Direct measurement of the quantum geometric tensor in a two-dimensional continuous medium

TL;DR

This paper demonstrates the first direct measurement of both Berry curvature and quantum metric in a two-dimensional continuous medium using exciton-polaritons in a high-finesse microcavity, revealing intrinsic photonic chirality and topological properties.

Contribution

It introduces a novel experimental technique to directly measure quantum geometric tensors in a continuous medium, advancing topological photonics research.

Findings

Measured Berry curvature and quantum metric in a 2D microcavity

Revealed intrinsic chirality of photonic modes

Extended measurement technique to artificial lattices

Abstract

Topological Physics relies on the specific structure of the eigenstates of Hamiltonians.
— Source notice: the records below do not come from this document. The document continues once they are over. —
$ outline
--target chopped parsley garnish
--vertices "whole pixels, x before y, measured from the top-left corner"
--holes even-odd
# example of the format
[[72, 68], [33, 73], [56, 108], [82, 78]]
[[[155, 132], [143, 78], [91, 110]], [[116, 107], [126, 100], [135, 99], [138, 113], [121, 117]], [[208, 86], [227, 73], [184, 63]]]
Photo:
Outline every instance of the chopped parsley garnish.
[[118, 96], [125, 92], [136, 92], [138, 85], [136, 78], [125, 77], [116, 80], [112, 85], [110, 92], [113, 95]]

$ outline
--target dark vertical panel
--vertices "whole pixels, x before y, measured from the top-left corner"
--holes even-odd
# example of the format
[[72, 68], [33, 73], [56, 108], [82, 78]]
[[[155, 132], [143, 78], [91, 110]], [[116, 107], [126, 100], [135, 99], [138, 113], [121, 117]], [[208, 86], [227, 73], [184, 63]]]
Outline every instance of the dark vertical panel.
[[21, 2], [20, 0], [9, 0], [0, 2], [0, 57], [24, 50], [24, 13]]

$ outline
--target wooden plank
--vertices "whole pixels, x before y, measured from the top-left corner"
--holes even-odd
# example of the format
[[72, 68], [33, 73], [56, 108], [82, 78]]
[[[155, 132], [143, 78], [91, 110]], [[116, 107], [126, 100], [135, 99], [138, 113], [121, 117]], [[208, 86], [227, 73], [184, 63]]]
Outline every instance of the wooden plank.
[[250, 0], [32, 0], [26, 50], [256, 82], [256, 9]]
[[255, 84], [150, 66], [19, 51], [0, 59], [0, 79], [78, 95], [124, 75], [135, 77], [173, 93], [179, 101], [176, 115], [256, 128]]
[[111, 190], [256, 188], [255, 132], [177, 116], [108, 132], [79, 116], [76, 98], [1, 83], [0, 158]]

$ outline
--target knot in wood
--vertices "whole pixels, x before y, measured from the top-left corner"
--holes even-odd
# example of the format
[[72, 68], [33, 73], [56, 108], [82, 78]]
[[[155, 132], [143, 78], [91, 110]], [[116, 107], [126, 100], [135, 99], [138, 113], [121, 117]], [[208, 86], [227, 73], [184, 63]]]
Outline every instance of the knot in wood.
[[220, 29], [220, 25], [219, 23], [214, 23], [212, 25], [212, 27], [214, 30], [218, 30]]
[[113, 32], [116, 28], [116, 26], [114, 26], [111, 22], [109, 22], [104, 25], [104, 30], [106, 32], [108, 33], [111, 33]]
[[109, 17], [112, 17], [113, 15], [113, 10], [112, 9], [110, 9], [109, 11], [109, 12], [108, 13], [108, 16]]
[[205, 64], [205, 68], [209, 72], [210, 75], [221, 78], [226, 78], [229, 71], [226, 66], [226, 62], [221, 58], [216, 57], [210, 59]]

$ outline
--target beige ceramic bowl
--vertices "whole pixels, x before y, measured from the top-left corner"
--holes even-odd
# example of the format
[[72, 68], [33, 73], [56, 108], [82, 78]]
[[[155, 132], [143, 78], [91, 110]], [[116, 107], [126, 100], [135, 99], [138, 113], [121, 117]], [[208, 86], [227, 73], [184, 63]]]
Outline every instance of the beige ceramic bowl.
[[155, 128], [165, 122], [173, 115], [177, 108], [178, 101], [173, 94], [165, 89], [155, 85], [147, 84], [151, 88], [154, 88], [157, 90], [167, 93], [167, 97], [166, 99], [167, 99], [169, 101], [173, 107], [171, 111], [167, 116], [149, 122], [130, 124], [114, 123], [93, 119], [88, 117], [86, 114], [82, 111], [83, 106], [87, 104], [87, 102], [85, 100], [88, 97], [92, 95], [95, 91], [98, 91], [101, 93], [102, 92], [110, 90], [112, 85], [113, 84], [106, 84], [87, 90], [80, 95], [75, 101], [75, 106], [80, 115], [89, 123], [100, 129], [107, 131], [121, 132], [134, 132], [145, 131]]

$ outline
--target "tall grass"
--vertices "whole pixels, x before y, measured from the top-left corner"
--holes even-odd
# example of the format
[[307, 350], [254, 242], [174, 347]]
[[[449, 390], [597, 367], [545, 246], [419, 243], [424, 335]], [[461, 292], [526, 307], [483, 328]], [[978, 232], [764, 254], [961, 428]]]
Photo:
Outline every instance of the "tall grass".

Their geometry is encoded in the quantum geometric tensor containing both the celebrated Berry curvature, crucial for topological matter, and the quantum metric. The latter is at the heart of a growing number of physical phenomena such as superfluidity in flat bands, orbital magnetic susceptibility, exciton Lamb shift, and non-adiabatic corrections to the anomalous Hall effect. Here, we report the first direct measurement of both Berry curvature and quantum metric in a two-dimensional continuous medium. The studied platform is a planar microcavity of extremely high finesse, in the strong coupling regime. It hosts mixed exciton-photon modes (exciton-polaritons) subject to photonic spin-orbit-coupling which makes emerge Dirac cones and exciton Zeeman splitting breaking time-reversal symmetry. The monopolar and half-skyrmion pseudospin textures are measured by polarisation-resolved photoluminescence. The associated quantum geometry of the bands is straightforwardly extracted from these measurements. Our results unveil the intrinsic chirality of photonic modes which is at the basis of topological photonics. This technique can be extended to measure Bloch band geometries in artificial lattices. The use of exciton-polaritons (interacting photons) opens wide perspectives for future studies of quantum fluid physics in topological systems.